If you believe that America has big problems because our culture no longer recognizes rights, encourages innovation or celebrates success – then you gotta be a little encouraged by Apple’s CEO. If you are looking for some spine amongst the producers of the world to get involved in the battle for our culture, Mr. Cook showed a hint of what we really need. Cook was unapologetic in front of the Senate Permanent Subcommittee on Investigations about Apple’s use of the tax code to reduce its tax burden as much as possible for shareholders.
Like many successful corporations, Apple keeps some of its earnings overseas to avoid paying taxes in the US. There’s been a drumbeat amongst lawmakers saying that these greedy capitalists should “repatriate” their cash so that it can be taxed here. Today, Mr. Cook stood up to these blowhard hypocrites.
Cook not only detailed the many and varied investments and job creation Apple is responsible for within the U.S. but also pointed to the “extraordinary” amount of corporate income taxes it pays—$6 billion in 2012. Even more importantly, he called for reform and a single digit corporate income tax rate, which would take America down from having the highest statutory corporate tax rate in the world.
Ok, so we’re a long way from Hank Rearden’s trial speech in Atlas Shrugged:
“…I work for nothing but my own profit – which I make by selling a product they need to men who are willing and able to buy it. I do not produce it for their benefit at the expense of mine, and they do not buy it for my benefit at the expense of theirs; I do not sacrifice my interests to the m nor do they sacrifice theirs to me; we deal as equals by mutual consent to mutual advantage – and I am proud of every penny that I have earned in this manner. I am rich and I am proud of every penny I own…”

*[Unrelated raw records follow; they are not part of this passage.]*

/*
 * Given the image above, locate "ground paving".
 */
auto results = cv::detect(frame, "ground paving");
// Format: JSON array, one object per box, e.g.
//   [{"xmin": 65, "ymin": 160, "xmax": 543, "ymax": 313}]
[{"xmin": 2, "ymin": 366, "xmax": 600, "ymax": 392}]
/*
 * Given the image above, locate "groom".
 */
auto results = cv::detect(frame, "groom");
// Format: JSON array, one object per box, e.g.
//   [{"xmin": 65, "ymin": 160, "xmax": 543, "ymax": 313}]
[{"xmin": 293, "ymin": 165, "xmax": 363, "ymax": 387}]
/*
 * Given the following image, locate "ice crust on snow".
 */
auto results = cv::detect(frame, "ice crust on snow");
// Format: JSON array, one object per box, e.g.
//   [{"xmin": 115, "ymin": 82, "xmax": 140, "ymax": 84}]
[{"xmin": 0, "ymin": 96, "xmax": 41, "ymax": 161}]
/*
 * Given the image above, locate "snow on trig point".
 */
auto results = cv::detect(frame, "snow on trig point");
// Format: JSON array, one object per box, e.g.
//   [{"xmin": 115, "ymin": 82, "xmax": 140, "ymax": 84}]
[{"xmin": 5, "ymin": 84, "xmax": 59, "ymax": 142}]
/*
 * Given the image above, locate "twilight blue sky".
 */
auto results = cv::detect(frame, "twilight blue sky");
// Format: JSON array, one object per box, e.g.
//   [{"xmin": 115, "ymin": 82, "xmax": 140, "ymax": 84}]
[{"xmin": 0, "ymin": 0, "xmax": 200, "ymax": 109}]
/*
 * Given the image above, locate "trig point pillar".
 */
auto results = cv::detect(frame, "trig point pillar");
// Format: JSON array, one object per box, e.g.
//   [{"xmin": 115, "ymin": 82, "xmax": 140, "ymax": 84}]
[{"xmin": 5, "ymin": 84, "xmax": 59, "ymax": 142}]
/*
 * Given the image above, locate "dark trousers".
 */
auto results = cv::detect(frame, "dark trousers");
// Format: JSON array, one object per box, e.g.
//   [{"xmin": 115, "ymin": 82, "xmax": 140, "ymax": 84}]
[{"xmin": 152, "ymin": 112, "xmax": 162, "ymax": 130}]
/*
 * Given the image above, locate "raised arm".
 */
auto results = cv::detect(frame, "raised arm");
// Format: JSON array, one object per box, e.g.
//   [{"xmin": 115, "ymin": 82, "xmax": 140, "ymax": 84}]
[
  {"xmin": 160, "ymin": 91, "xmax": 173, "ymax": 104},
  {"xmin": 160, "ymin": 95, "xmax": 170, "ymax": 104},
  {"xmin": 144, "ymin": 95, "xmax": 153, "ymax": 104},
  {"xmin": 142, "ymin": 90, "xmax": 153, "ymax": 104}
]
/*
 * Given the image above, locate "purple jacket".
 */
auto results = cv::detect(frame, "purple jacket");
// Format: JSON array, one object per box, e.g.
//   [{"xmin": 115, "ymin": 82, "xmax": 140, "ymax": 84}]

But this is a start – when we have the CEO of one of the most innovative and valuable companies in the world challenge the assumptions behind confiscatory taxes and the labyrinth IRS code, especially given the recent scandal of that agency blatantly being used as a political tool, it’s a good sign. Now, if only the Cooks of the world would use Ayn Rand’s help in addressing the looters and Senators:
“I could say to you that I have done more good for my fellow men than you can ever hope to accomplish – but I will not say it, because I do not seek the good of others as a sanction for my right to exist, nor do I recognize the good of others as a justification for their seizure of my property or their destruction of my life.”
We have a long battle ahead of us to educate (mostly the producers) that we don’t need to continue sanctioning such cannibalism as we’ve seen over the past 100 years but we don’t have that much time. Tim Cook’s testimony hopefully opened the door for more courageous acts on the part of leaders everywhere to speak the truth about who they are working for and why.